By the way, does anyone have any other suggestions for resources for my daughter's paper? I've had her read Mulieris Dignitatem.

Monday, September 16, 2002

Baby Boomers replace Ideals for Virtues thus completely mucking up the whole end of the 20th century and beginning of the 21st
Of course, I didn't think of it, Kairos did:

So much of what has gone wrong with America’s ability to lead in the world stems from the substitution of “ideals” for “virtue,” as in the replacement of “Justice” with “peace.” Ideals in and of themselves have little or no moral value. “Peace” cannot be understood as either good or bad without modification: “just” or “unjust;” whereas justice either is, or is not.
Venerable teachers
There is one thing that I simply cannot be is a venerable teacher. I can be a good teacher, perhaps (I'm not saying that I am, but it is theoretically possible for a young teacher to be a good one). But, to be a venerable teacher (and hence a great one), one needs to mull over his material for years. As James Schall says in the essay cited below:

There is a kind of "anti-wisdom" in academia today. The concern is with young professors, new things. And there is nothing more exhilarating than a young man or woman just out of graduate school, someone who has really learned something. I just read a doctoral thesis on Strauss from the University of Adelaide in Australia that was positively thrilling. But there are some things that require years of going over again and again. Plato died when he was 81.

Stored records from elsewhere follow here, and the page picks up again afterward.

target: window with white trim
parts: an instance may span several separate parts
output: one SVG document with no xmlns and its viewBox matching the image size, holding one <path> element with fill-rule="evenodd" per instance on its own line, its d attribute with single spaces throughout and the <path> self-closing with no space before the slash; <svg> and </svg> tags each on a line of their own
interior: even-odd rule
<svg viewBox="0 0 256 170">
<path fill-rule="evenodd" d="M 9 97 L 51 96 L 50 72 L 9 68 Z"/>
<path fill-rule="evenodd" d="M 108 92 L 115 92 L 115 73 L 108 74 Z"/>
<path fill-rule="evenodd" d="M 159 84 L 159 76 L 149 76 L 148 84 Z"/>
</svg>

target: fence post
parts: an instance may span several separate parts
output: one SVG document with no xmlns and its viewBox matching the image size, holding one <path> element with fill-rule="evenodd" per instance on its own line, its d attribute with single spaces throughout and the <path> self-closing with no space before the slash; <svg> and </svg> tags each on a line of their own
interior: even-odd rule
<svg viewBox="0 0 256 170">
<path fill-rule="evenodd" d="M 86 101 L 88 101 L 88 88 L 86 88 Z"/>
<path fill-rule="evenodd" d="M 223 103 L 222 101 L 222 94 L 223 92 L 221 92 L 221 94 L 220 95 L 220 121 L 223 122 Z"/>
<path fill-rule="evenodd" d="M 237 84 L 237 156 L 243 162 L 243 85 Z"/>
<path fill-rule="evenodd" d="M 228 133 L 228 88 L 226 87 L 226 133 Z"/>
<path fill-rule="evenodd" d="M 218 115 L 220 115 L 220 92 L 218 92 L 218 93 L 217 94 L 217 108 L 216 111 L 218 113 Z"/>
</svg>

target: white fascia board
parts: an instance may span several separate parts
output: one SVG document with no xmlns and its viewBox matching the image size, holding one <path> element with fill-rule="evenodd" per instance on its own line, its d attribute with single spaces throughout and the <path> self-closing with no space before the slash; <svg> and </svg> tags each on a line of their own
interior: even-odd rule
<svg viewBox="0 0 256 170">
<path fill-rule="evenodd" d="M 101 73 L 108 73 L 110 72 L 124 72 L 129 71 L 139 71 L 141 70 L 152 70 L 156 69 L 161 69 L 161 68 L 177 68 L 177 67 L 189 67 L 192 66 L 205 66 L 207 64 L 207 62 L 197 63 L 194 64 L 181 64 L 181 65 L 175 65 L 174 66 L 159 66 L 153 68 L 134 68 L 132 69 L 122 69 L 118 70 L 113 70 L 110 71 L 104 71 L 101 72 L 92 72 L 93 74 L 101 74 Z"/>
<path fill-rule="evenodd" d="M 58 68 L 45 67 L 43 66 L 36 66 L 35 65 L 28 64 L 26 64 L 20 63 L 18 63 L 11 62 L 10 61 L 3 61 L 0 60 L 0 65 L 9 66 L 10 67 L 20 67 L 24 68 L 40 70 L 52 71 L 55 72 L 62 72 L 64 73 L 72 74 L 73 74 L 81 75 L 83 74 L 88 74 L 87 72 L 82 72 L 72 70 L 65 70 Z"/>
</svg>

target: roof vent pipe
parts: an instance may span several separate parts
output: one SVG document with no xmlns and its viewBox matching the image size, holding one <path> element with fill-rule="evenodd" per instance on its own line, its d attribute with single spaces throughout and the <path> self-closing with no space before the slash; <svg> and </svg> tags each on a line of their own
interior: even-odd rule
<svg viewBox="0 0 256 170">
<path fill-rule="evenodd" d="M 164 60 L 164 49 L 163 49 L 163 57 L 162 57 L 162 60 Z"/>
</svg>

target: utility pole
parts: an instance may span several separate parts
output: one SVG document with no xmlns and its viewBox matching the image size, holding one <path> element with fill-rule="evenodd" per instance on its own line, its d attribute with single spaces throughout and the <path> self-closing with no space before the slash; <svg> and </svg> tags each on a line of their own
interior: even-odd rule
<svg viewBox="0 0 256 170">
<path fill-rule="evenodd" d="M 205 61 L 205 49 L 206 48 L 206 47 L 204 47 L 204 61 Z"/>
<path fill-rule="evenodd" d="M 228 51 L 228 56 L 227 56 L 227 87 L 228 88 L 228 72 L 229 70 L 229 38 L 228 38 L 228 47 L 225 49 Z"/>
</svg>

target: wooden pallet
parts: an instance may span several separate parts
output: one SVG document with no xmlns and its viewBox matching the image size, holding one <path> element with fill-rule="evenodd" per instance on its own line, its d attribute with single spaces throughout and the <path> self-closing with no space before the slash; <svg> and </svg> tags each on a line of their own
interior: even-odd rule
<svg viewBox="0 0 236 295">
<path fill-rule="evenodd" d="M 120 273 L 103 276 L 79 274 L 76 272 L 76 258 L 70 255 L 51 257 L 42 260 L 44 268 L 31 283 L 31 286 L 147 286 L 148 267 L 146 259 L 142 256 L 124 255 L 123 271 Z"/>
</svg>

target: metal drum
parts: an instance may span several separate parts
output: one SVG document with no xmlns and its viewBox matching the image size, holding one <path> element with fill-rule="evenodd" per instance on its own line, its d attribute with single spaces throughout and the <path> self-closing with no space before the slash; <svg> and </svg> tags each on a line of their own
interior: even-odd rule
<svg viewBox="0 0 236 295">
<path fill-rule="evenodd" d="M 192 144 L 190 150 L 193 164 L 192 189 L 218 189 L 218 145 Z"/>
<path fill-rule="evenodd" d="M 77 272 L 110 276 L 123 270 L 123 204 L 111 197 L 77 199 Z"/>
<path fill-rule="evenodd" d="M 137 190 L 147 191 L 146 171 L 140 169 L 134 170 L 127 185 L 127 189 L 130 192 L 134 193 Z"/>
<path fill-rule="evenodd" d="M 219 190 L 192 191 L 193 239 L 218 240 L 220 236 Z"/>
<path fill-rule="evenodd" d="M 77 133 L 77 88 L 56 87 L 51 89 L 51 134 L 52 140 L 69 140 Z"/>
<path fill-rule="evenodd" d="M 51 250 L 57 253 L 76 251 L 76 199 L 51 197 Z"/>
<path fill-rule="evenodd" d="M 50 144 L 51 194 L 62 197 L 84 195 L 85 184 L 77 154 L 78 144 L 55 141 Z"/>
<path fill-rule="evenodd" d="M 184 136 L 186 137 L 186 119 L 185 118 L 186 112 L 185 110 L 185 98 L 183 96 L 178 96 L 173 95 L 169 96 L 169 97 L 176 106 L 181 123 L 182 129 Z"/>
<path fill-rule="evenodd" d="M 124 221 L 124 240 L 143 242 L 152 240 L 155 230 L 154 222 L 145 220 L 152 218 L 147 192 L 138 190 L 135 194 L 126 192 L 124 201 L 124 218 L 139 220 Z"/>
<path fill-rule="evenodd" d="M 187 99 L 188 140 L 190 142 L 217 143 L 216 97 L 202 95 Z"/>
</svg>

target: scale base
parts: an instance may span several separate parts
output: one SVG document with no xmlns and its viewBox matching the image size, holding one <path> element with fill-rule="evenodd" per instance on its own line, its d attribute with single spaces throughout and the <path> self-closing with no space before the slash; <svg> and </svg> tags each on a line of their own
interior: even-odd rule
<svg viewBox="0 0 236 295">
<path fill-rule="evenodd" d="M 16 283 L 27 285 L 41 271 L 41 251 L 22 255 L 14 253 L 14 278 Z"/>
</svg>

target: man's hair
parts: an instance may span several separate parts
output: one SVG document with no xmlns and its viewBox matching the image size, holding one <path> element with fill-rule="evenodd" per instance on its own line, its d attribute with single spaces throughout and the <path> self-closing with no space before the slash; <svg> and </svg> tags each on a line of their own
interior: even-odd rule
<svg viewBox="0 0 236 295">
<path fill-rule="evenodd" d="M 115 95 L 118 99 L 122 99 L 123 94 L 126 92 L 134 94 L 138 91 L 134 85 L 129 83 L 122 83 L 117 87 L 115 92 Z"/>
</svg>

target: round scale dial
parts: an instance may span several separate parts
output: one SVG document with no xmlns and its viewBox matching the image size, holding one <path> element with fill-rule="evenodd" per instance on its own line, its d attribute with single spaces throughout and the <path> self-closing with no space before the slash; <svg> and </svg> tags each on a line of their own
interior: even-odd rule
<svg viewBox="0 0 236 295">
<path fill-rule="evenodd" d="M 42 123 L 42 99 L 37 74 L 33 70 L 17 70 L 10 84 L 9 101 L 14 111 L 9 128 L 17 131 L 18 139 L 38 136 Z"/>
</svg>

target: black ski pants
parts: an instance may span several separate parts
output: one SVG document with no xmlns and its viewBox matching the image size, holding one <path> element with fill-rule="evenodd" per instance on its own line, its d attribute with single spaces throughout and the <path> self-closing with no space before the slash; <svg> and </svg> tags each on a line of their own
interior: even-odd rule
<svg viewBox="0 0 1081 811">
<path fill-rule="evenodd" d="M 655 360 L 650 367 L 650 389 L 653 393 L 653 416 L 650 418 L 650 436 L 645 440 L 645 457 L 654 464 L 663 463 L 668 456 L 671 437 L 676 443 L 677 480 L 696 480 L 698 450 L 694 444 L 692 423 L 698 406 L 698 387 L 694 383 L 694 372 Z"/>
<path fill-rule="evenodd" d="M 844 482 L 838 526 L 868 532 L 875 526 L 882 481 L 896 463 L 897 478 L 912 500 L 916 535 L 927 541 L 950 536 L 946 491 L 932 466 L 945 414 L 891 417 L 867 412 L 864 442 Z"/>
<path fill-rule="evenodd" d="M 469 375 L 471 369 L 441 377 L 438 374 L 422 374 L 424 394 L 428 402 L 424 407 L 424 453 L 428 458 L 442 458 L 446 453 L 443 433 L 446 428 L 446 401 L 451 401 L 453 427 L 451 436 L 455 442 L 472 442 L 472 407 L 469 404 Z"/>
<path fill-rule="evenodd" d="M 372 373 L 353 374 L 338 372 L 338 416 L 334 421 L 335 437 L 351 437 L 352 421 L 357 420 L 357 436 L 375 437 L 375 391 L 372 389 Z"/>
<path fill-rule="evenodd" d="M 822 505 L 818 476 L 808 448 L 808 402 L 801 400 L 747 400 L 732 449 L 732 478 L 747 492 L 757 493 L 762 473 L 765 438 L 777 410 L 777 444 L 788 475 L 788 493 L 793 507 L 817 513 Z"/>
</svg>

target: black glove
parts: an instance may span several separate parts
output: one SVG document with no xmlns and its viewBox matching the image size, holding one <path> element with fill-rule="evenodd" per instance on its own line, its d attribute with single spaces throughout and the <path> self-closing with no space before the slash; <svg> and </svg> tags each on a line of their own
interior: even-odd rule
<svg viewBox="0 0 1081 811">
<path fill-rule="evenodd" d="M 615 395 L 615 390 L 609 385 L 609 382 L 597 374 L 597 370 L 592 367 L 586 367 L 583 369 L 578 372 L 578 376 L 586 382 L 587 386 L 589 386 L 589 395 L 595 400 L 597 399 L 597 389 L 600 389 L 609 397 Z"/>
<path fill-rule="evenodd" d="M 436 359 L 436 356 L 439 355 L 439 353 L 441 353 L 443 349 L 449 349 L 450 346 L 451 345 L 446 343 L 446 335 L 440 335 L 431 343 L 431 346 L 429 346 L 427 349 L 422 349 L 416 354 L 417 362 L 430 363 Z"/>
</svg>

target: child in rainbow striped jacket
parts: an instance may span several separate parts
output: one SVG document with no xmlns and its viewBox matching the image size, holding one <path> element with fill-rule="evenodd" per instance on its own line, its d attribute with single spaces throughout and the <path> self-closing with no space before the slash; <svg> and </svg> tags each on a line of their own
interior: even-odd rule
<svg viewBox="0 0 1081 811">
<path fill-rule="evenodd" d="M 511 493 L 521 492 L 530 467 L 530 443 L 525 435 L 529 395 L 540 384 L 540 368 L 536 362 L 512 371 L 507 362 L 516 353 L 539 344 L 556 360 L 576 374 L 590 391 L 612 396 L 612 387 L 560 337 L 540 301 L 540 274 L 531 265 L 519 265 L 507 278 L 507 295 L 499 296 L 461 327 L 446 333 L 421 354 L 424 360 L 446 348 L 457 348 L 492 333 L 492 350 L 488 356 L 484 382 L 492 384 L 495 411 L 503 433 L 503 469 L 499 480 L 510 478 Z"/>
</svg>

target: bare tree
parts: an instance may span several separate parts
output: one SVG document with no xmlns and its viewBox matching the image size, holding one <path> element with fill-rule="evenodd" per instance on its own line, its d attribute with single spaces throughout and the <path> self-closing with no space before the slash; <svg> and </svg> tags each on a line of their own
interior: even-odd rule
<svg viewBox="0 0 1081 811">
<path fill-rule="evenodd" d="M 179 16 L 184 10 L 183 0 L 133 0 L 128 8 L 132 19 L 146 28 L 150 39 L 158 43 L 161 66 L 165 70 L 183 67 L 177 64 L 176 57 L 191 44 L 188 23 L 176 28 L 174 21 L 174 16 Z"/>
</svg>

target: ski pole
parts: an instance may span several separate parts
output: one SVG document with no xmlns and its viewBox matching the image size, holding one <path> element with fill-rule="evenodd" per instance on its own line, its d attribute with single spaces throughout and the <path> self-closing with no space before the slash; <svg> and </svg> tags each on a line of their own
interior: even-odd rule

I have read the CCC about four times now. I've read the four constitutions of Vatican II about 4 times. This does not qualify me to be an expert on them. I don't imagine that I will be truly insightful about them until after about 20 years of teaching them. They are SO rich!

The archetypal venerable teacher for me was Edward Cronin, of the Program of Liberal Studies at Notre Dame. He had mulled over the great books for decades and was so immersed in them that almost every word he said about them was a pearl of wisdom. One was especially in awe when he commented on the text of Ulysses, his specialty. He was inside the story. One could really feel his sorrow over Joyce's apostasy.

With grace and perserverence I hope to be a venerable teacher in a few decades.